Buffalo Bills General Manager Brandon Beane said that it was a priority this offseason to become a better running football team.
“Your last game if you make the playoffs, generally will tell you where you’re short… Maybe a little bit more balance in the run game. I’m not talking about running it 20 times, throw it 20 times. I’m saying the ability to run it when you have to. Some things like that, that will help our offense.“
While Beanes comments should almost exclusively be applied to the offensive line and improving the unit’s run-blocking ability, it does bring up an interesting concept of balance in the running game. The Bills have added two young, talented rushers in the draft of the past two seasons in Devin Singletary and Zack Moss. Both are very capable running backs who are incredibly elusive. In fact, Devin Singletary has broken 68 tackles over the past two seasons according to PFF. He did that while splitting reps at the position with Moss in 2020 and Frank Gore in 2019. Singletary in particular is fantastic at breaking three tackles to get four yards.
Moss presents a similar profile, while being a bigger, more physical runner.
There’s not a lot of balance at that position because there’s not a lot of speed. Both players ran in the 4.6’s at the NFL combine, which is why they were available in the third round. There’s too much sameness. If you consider his stride and ability to run in space, the Bills most explosive runner might be Josh Allen.
That’s why the Bills should consider finding a speed back to add to their platoon in 2021. Either by free agency, or the draft, the Bills could use some explosion in their rushing attack. But it’s not as simple as adding a fast guy, as Beane points out,
“Speed alone won’t do it, there’s fast guys you see them every year in the combine. Some of them get overrated.They still have to be good football players.”
With that in mind let’s take a look at some potential candidates that might be a cost-effective addition that could put some juice in the Bills backfield. Today we’ll look at just potential free agents.
While Lindsay is a restricted free agent, he’s in a bit of a peculiar spot in Denver. The Denver native was the team’s lead back his first two seasons in the league, only to be replaced as the team’s starter in 2020 by free agent Melvin Gordon. He’s also vocally unhappy with the situation.

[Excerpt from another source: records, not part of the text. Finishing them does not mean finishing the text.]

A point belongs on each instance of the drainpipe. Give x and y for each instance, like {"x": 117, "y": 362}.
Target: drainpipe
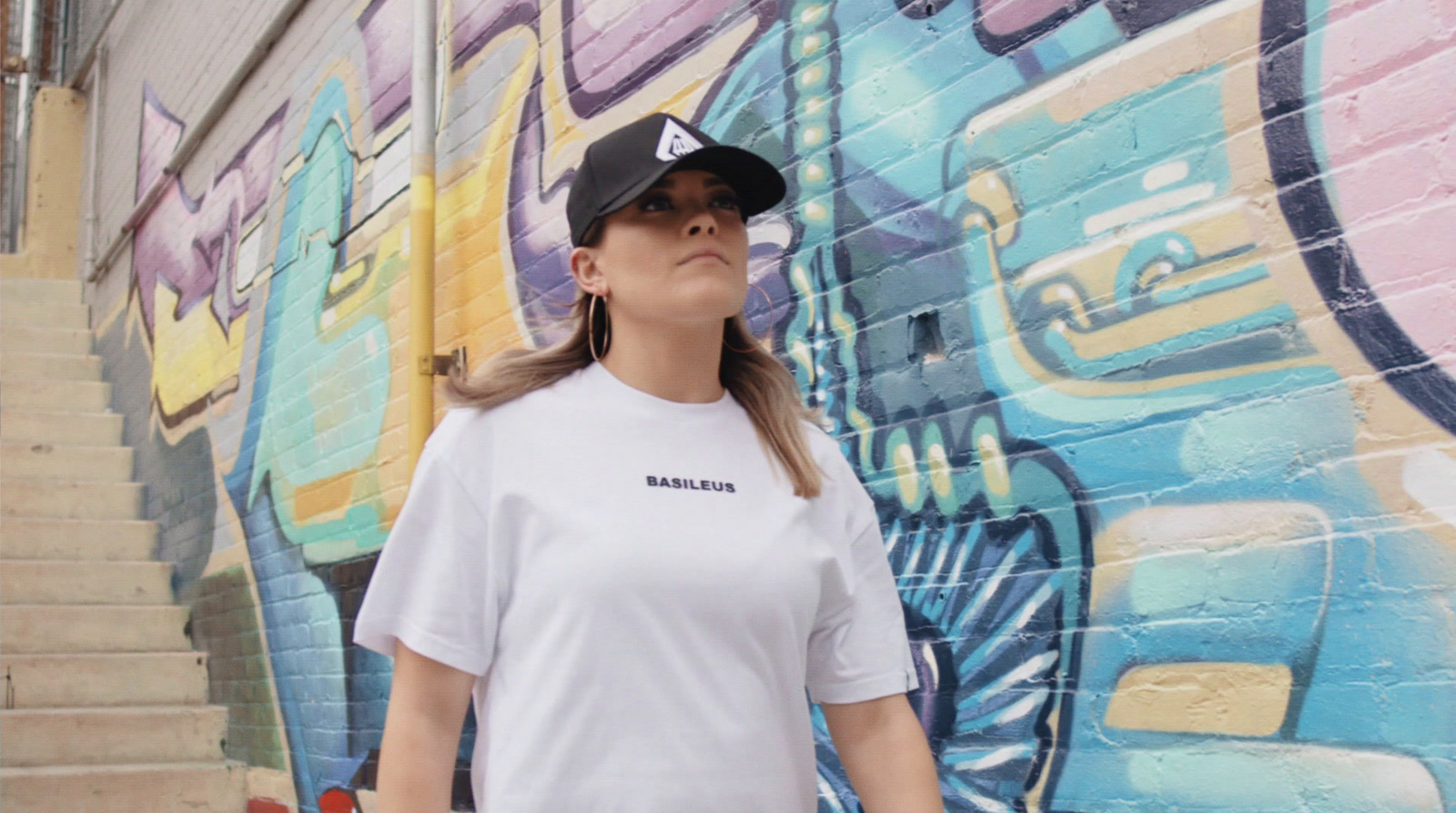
{"x": 98, "y": 67}
{"x": 22, "y": 126}
{"x": 422, "y": 230}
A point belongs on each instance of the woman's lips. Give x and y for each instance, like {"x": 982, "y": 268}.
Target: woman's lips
{"x": 703, "y": 254}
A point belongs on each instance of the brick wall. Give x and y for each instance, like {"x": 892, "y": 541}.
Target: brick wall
{"x": 1133, "y": 317}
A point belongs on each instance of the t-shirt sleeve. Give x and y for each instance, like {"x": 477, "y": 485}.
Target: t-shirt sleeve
{"x": 858, "y": 648}
{"x": 433, "y": 584}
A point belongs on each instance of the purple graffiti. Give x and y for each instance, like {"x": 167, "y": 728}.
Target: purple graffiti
{"x": 612, "y": 47}
{"x": 386, "y": 28}
{"x": 191, "y": 244}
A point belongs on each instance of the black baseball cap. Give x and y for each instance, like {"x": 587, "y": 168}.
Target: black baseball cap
{"x": 622, "y": 165}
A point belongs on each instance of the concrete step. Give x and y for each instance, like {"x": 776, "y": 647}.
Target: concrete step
{"x": 94, "y": 628}
{"x": 70, "y": 499}
{"x": 70, "y": 429}
{"x": 35, "y": 339}
{"x": 38, "y": 538}
{"x": 70, "y": 582}
{"x": 47, "y": 461}
{"x": 179, "y": 787}
{"x": 46, "y": 315}
{"x": 50, "y": 366}
{"x": 36, "y": 289}
{"x": 72, "y": 681}
{"x": 55, "y": 393}
{"x": 109, "y": 736}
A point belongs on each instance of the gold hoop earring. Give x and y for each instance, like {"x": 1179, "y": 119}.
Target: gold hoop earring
{"x": 592, "y": 328}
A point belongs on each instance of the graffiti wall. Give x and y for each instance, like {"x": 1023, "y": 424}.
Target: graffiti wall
{"x": 1135, "y": 318}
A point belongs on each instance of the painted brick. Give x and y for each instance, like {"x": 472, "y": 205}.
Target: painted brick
{"x": 1190, "y": 276}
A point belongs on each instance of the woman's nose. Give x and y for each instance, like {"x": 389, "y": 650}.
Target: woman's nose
{"x": 703, "y": 223}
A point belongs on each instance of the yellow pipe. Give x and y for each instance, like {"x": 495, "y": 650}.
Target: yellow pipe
{"x": 422, "y": 229}
{"x": 421, "y": 310}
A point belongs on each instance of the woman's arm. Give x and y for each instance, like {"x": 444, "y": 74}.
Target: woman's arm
{"x": 885, "y": 750}
{"x": 427, "y": 704}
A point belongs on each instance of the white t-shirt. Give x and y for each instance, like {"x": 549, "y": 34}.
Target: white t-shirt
{"x": 644, "y": 599}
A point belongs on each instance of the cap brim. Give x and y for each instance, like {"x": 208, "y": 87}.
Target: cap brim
{"x": 759, "y": 186}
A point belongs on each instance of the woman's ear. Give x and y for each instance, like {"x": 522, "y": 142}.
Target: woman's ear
{"x": 586, "y": 271}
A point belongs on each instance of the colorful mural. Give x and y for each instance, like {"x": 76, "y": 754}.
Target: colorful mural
{"x": 1133, "y": 318}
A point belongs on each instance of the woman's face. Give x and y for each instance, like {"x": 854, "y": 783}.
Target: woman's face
{"x": 676, "y": 254}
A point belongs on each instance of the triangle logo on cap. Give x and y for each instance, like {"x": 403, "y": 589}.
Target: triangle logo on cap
{"x": 674, "y": 142}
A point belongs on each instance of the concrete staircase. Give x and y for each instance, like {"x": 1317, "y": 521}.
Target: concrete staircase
{"x": 106, "y": 703}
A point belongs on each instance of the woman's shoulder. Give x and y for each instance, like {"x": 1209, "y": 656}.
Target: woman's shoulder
{"x": 829, "y": 452}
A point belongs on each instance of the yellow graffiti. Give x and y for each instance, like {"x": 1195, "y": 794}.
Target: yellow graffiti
{"x": 193, "y": 359}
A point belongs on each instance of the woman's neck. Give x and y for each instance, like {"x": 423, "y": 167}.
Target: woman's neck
{"x": 673, "y": 361}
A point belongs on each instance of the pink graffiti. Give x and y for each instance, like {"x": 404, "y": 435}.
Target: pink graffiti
{"x": 191, "y": 244}
{"x": 1011, "y": 16}
{"x": 613, "y": 40}
{"x": 1390, "y": 143}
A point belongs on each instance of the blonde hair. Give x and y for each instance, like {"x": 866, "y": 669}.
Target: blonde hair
{"x": 756, "y": 379}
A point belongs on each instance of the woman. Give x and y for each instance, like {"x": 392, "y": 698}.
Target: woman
{"x": 635, "y": 550}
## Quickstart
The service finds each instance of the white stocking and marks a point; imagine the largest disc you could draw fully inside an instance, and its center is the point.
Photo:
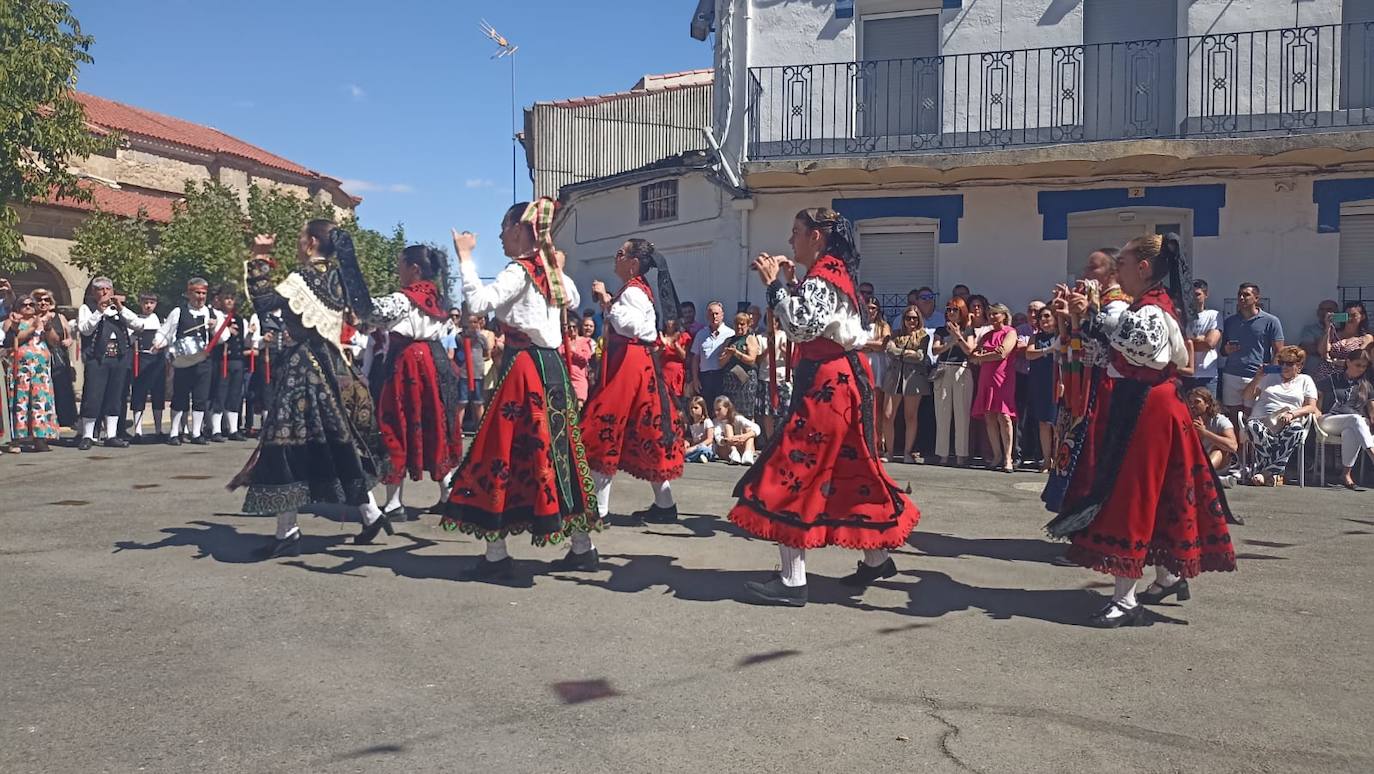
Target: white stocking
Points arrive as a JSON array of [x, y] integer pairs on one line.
[[393, 495], [286, 525], [662, 494], [793, 565], [602, 484], [368, 510]]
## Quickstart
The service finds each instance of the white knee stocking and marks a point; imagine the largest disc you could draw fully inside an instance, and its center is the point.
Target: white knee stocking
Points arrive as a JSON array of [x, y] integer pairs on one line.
[[602, 484], [496, 550], [286, 525], [793, 565], [1124, 593], [874, 557], [368, 510], [393, 495], [662, 492]]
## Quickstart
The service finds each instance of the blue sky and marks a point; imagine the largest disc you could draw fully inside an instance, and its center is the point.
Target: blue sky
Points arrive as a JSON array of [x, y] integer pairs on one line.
[[397, 96]]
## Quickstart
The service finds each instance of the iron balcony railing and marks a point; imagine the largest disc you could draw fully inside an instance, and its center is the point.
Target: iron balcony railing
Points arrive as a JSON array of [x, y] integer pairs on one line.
[[1278, 81]]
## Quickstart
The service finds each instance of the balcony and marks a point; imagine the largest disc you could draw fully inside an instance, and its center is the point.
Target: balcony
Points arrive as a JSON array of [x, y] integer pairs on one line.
[[1264, 83]]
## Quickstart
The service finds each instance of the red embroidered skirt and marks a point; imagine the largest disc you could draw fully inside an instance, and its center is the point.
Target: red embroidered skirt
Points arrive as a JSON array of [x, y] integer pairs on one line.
[[631, 422], [418, 435], [525, 470], [1165, 505], [819, 481]]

“Everybody knows that I can run inside well,” Lindsay told Nick and Cecil. “But come on now, I’m 190 pounds. I can’t sit there and run up the middle 24/7, that’s just not my style. I have all this speed, I have great vision, I’m a person that can accelerate at any time. I just need to be put in position at times where you can get the pulling guards and you can get the screens, the draws. That stuff right there accelerates a running back especially my type.” — Luke Patterson si.com
Lindsay has been one of the most explosive runners in the NFL over his first three seasons and flashed big plays when given the chance last year.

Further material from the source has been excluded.